Structure-Centric Data Structure

The next step is to increase accessibility of the available data by transferring it into a structure-centric form. That is, by placing it in the StructureData group located in the AtomisticSimulationData group. The data consisting of descriptors and properties of each structure are located in the subgroups Structure(*), with the wildcard * indicating an index that consecutively increases from 1 when additional structures are added to StructureData.

The properties themselves can be sorted groups within the Structure(*) group. For example, the ElectronicProperties group contains electronic properties such as the electronic density of states, the VibrationalProperties group contains vibrational properties such as phonon dispersion, the MechanicalProperties group contains mechanical properties such as elastic constants, and other properties can be placed in the generic Properties group.

Summary and Conclusion

In the present paper we have outlined a strategy on how to bridge the data exchange gap between atomistic and continuum simulation tools. A basis for our discussion has been the work done by Schmitz et al. [4] which describes microstructure data definition within a HDF5 file. However, due to a subtle difference on how these two approaches create and collect data, another strategy is required for atomistic simulation. We start from a calculation centric data definition, that is more suitable for atomistic simulations, and then identify a data structure by which calculation results can be made more accessible to others. Another important ingredient of our approach is to make excessive use of metadata to keep track of the calculation setup used to obtain a property.

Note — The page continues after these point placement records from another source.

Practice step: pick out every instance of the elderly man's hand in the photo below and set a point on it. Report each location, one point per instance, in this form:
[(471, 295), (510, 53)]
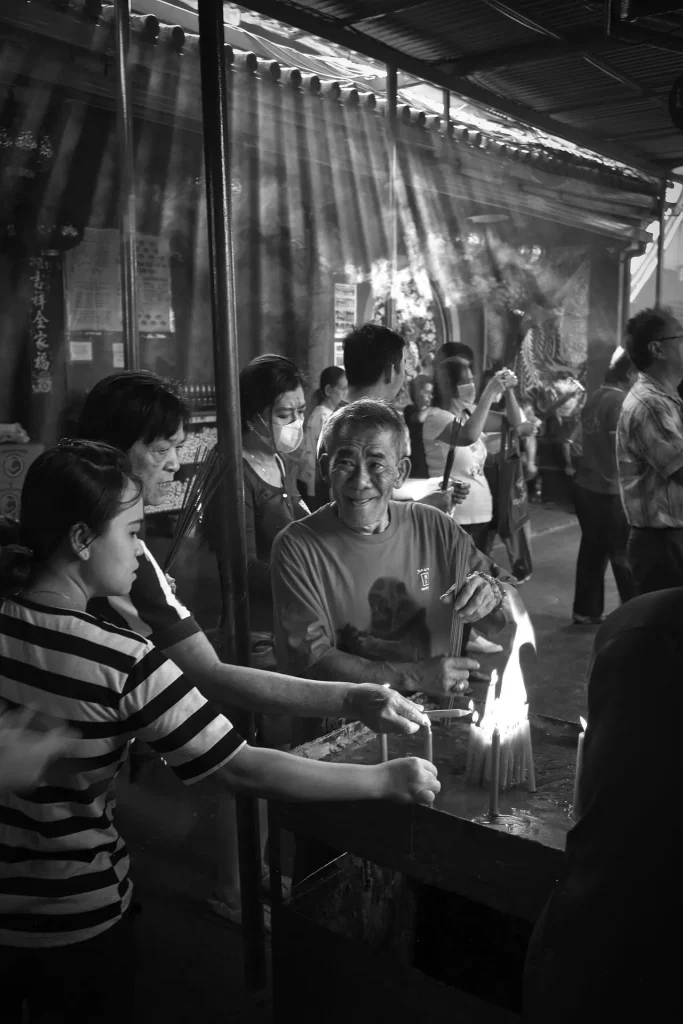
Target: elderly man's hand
[(383, 710), (476, 599), (444, 500), (442, 675), (26, 754)]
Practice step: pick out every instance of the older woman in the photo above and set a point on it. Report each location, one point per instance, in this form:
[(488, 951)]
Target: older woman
[(273, 408), (458, 387), (67, 941), (422, 390)]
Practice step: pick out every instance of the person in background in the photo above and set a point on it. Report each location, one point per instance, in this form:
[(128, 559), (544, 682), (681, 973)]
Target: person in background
[(604, 530), (326, 398), (272, 410), (450, 350), (602, 948), (475, 511), (26, 753), (649, 452), (375, 365), (67, 936), (143, 415), (421, 389), (359, 586)]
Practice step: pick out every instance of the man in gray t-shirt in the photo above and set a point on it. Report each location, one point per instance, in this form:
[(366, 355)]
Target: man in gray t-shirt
[(358, 586)]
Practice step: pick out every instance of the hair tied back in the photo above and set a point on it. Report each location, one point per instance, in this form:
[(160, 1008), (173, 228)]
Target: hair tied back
[(15, 565)]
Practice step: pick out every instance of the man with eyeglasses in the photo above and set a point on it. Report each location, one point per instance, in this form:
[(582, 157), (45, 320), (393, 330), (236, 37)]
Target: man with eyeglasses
[(649, 452)]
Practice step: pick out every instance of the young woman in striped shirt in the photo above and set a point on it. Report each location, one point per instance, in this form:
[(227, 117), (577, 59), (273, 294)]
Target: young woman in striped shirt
[(65, 890)]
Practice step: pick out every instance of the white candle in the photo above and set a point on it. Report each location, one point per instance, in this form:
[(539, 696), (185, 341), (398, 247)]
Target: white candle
[(580, 767), (428, 749), (495, 772)]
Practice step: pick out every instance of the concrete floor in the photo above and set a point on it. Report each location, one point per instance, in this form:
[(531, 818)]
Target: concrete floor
[(190, 964)]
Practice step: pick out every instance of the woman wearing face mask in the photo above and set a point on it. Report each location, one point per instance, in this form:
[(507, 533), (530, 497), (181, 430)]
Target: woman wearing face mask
[(272, 410), (459, 391)]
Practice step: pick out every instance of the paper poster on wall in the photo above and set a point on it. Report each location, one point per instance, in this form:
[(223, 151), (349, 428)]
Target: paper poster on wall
[(80, 351), (118, 357), (93, 283), (345, 308)]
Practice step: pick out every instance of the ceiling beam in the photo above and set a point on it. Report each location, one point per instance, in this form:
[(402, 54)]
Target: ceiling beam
[(317, 24), (507, 56), (387, 12)]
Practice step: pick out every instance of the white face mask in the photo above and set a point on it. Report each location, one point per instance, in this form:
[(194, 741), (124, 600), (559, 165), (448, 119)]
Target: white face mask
[(288, 437), (467, 393)]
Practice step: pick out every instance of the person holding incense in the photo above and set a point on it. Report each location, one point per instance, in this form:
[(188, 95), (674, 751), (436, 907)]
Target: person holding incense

The present approach is well suited for atomistic simulations, where a computational procedure is applied to a uniquely defined initial structure, i.e. an arrangement of atoms defined by their element type and coordinates, resulting in a set of computed properties. This requirement is fulfilled for most DFT calculations and forcefield-based molecular dynamics simulations. Other approaches such as Gibbs ensemble Monte Carlo simulations may require an extension of the present concept. In such simulations, the number of particles may change during the course of a simulation and hence the definition of “initial structure” needs to be extended. Another generalization will be needed, if the initial structure is actually an ensemble of structures, for example a set of models of amorphous structures, where the computed properties is a statistical average obtained from the entire ensemble of initial structures. Nevertheless, we believe that the present concept can serve as foundation for building a bridge between discrete models and continuum approaches.